An ancient debate about love
The same question appears in a famous debate between Tannaim:
You shall not take vengeance or bear a grudge against your kinfolk. Love your neighbor as yourself: I am the Eternal. (Vayikra 19:18) | ולא תקם ולא תטר את בני עמך ואהבת לרעך כמוך אני ה’ (ויקרא יט:יח) |
On this verse, the Sifra comments:
Love your neighbor as yourself: R. Akiva states, this is a great principle of the Torah. Ben Azzai states: This is the book of the descendants of Adam (Genesis 5:1): This is even a greater principle. Sifra, on Sefer Va-Yiqra (ad loc.) |
ואהבת לרעך כמוך, רבי עקיבא אומר זה כלל גדול בתורה, בן עזאי אומר זה ספר תולדות אדם, זה כלל גדול מזה. (ספרא קדושים פרשה ב ד”ה פרק ד) |
In the context of the tension between internalization and conscious awareness, Rabbi Akiva would seem to be weighing in on the side of acting with full conscious awareness—mindfulness. Ben Azzai, on the other hand, seems to be on the side of internalizing our empathy for others (we are, after all, ultimately of one family) such that loving our neighbor will come naturally. Put in Rabbi Dessler’s idiom: the idea of not loving our neighbor isn’t even within our freedom of choice.

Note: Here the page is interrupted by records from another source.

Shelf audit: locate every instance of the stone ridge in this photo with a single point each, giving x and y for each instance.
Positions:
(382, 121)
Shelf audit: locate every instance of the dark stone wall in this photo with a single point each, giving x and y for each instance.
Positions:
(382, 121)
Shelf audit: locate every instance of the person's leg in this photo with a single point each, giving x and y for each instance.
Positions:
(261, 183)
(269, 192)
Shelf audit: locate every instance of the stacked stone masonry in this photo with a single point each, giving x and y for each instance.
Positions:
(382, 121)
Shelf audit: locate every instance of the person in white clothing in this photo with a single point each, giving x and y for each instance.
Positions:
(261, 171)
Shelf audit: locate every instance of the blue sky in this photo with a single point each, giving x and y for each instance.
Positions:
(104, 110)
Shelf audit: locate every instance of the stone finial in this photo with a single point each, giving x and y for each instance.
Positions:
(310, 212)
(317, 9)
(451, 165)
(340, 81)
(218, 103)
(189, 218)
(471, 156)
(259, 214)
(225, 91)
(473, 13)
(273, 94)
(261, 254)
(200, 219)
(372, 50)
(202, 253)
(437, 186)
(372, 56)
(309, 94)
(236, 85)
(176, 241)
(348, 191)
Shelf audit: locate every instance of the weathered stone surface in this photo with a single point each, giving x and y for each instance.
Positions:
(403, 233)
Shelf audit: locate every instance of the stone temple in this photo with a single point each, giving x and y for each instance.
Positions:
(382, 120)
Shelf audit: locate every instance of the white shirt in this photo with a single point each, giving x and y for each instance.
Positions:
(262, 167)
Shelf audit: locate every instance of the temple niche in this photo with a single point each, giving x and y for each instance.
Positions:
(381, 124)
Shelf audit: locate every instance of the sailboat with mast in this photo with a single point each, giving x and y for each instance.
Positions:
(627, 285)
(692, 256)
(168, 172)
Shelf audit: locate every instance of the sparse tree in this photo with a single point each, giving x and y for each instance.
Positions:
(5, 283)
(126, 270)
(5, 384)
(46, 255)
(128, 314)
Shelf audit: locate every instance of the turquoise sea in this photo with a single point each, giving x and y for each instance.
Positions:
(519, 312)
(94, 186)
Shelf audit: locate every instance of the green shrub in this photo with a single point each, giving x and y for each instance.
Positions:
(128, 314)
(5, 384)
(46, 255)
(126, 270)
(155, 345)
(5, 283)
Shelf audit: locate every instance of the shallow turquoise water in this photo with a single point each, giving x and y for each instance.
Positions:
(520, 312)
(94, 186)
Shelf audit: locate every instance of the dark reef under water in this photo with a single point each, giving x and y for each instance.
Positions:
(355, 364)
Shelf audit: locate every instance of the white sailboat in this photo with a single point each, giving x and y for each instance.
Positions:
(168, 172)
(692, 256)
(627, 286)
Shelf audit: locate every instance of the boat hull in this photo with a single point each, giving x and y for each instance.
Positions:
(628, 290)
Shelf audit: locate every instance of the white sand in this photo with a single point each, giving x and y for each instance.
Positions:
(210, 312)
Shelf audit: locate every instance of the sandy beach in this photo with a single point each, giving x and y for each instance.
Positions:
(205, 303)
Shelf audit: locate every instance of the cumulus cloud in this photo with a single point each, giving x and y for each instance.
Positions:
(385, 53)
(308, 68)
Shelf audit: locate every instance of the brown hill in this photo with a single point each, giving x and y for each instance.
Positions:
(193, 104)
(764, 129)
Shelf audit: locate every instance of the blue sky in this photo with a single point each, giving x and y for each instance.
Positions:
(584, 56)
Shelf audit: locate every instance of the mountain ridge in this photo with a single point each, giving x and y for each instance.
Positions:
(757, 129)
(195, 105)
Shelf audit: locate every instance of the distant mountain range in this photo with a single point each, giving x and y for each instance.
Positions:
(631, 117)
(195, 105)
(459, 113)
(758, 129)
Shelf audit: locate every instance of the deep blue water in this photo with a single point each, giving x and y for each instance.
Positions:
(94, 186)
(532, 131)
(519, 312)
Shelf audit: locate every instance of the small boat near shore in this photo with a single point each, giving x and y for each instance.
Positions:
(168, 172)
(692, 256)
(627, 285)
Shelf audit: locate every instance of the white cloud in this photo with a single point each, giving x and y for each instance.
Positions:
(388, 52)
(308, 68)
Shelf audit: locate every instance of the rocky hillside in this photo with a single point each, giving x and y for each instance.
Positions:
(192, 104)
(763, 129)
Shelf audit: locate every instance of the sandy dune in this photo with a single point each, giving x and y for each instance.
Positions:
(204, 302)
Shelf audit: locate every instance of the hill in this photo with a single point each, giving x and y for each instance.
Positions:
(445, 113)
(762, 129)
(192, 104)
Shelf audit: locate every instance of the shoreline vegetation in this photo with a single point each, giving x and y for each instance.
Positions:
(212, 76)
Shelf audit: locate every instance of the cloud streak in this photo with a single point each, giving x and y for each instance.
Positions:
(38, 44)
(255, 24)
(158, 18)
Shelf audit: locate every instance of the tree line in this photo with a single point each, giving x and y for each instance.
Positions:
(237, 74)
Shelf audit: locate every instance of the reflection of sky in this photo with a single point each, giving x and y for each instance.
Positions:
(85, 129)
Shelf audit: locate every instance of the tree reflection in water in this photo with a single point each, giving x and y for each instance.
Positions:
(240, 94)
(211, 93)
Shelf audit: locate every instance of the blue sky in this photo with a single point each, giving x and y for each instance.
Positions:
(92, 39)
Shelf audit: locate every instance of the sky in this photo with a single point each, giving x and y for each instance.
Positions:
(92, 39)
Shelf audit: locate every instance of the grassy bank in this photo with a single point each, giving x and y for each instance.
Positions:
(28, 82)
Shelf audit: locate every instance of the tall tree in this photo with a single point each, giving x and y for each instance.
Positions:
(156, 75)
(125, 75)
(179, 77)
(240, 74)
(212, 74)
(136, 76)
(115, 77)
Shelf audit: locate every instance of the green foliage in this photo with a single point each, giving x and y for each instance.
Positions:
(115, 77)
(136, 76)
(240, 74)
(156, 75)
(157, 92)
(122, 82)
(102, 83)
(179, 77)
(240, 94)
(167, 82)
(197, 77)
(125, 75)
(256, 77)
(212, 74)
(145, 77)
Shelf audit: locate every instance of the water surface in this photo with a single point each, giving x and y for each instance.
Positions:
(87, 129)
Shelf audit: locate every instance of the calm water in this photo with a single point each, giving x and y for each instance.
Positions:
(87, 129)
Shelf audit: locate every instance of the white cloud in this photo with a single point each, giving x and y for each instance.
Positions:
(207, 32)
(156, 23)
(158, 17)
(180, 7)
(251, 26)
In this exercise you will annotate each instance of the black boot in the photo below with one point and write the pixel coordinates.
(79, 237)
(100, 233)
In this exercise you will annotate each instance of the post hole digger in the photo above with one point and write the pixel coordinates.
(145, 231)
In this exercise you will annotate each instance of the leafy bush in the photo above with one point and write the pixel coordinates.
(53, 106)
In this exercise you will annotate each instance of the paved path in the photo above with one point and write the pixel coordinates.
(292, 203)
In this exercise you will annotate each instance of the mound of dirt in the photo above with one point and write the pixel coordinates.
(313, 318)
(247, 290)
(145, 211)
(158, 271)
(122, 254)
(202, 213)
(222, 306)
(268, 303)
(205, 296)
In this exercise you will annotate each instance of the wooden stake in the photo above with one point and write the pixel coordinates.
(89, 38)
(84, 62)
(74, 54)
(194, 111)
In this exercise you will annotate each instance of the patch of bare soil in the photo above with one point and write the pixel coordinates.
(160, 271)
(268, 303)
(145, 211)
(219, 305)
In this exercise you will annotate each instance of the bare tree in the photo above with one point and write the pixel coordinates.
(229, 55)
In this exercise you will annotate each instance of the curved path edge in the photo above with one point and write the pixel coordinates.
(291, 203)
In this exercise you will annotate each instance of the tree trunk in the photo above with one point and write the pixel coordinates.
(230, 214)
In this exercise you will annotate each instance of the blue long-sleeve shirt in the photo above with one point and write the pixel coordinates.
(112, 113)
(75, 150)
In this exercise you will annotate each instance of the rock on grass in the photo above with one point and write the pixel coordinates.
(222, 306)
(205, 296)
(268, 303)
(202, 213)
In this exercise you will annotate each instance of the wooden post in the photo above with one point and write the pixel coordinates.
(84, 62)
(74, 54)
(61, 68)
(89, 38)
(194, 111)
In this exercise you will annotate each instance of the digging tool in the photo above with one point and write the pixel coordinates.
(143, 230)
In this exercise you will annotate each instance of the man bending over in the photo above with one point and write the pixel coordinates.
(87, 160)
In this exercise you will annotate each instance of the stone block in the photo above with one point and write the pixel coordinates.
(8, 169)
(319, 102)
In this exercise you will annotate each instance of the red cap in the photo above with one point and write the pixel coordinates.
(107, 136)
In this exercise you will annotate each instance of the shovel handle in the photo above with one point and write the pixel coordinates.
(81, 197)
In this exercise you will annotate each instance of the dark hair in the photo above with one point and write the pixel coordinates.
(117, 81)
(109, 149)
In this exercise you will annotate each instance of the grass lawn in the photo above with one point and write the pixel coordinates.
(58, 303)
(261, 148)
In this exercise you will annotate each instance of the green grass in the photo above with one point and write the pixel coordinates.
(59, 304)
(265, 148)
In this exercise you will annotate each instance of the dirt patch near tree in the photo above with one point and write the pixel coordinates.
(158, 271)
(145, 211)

In this version of the debate (and there are others), Ben Azzai, surprisingly, is given the last word. But it would appear that his view is more aspiration than reality. For most people, innate empathy goes only so far. It would be a wonderful thing if our innate empathy for others would make wronging them unthinkable. But most of us aren’t there yet, and may never be. And hence, Rabbi Akiva’s view is the more realistic.
In short, if we compare Judaism to language, it would seem that mindfulness of grammar is a necessary part of fluency—that we do need to be consciously aware of our actions and their motives, at least until we are able to internalize the actions so thoroughly that they become part of our being.
Perhaps there is a hint of this notion in the hopeful vision that Yermiyahu was shown:
They will no longer teach, everyone his neighbor and everyone his brother, saying, ‘Know Hashem,’ for they will all know Me, from the least of them to the greatest of them.
In an ideal world, right action will be instinctive and utterly un-self-conscious. But at the same time, we’ll also instinctively know the deeper meaning behind all our actions: that we are made in the Image of God.
I feel there is more to be said on both sides of this discussion, and would be interested in hearing what others think!